Michael Carter

Personal information
- Full name: Michael David Carter
- Date of birth: 13 November 1980
- Place of birth: Darlington, England
- Position: Forward

Senior career*
- Years: Team / Apps / (Gls)
- 1998–2000: Darlington / 1 / (1)
- 2000–2001: Spennymoor United
- 2001: Leiftur / 16 / (2)
- 2001–2002: Whitby Town
- 2002–2003: West Auckland Town /  / (10)
- 2003–2004: Whitley Bay
- 2004–2009: Darlington Railway Athletic
- 2009–: Darlington Cleveland Bridge

= Michael Carter (footballer, born 1980) =

English footballer

Michael David Carter (born 13 November 1980) is an English former footballer who played in the Football League for Darlington, in the Icelandic 1.deild for Leiftur, and for numerous non-league clubs in the north-east of England. He played as a forward.

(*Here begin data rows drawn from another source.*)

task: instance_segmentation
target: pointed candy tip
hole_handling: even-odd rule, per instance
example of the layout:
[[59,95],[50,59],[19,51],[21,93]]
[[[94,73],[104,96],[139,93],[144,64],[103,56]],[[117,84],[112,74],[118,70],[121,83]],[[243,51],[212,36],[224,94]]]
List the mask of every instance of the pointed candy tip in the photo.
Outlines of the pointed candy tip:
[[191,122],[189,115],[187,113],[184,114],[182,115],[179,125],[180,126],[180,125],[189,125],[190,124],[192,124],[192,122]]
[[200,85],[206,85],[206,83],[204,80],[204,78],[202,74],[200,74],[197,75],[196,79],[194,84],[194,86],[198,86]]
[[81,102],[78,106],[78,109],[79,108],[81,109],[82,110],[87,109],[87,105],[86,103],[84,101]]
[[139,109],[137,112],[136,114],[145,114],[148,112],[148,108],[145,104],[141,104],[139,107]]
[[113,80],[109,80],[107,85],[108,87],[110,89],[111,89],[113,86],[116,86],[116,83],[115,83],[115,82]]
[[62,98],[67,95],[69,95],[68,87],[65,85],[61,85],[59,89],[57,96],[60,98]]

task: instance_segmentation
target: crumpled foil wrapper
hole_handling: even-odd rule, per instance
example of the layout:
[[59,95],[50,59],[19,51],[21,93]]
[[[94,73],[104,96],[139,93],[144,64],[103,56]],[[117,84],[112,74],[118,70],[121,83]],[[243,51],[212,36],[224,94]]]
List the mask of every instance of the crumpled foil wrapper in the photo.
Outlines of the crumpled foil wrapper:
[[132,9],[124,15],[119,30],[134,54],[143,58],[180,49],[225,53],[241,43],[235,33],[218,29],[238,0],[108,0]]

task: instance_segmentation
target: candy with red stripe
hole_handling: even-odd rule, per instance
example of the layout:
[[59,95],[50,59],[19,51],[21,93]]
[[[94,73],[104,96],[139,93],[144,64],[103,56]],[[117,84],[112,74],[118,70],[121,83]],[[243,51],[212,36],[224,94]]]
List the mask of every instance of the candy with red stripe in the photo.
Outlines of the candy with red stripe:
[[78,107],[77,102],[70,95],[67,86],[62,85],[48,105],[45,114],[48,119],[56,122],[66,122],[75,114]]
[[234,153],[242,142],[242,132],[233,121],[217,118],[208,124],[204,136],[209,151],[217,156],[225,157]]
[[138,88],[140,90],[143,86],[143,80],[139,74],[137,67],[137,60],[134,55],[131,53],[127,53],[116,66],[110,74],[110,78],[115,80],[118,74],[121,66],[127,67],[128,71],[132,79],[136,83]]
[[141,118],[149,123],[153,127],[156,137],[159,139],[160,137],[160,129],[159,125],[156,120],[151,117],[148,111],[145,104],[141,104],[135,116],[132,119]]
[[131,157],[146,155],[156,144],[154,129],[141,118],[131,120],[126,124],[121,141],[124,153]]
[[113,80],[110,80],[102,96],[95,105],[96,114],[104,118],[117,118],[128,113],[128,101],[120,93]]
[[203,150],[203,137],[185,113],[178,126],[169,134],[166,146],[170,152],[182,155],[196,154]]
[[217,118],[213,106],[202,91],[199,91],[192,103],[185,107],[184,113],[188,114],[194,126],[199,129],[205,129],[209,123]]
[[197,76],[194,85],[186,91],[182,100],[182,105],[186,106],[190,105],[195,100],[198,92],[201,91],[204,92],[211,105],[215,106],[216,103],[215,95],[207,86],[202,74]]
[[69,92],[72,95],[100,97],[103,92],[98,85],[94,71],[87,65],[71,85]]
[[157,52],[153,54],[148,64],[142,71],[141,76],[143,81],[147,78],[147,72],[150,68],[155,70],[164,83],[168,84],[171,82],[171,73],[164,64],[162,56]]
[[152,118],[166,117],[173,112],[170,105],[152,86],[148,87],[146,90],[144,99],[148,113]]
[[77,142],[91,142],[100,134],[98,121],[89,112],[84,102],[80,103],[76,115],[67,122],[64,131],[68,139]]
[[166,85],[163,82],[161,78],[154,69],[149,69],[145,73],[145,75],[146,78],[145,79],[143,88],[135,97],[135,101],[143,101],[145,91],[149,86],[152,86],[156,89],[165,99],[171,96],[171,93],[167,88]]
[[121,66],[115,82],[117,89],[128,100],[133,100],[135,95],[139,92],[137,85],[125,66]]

Carter was born in Darlington, and represented County Durham schools at under-15 level. He came through the youth system of his hometown club, Darlington F.C., and scored on his only appearance in the Football League, in a 3–0 win at home to Scarborough in November 1998. He played once more, as a substitute in the FA Cup defeat at Manchester City, before moving on to non-league football with Spennymoor United. He then spent the 2001 season in the Icelandic 1. deild with Leiftur before returning to non-league football in the north-east of England. His clubs included Whitby Town, West Auckland Town, Whitley Bay, Darlington Railway Athletic, and Darlington Cleveland Bridge.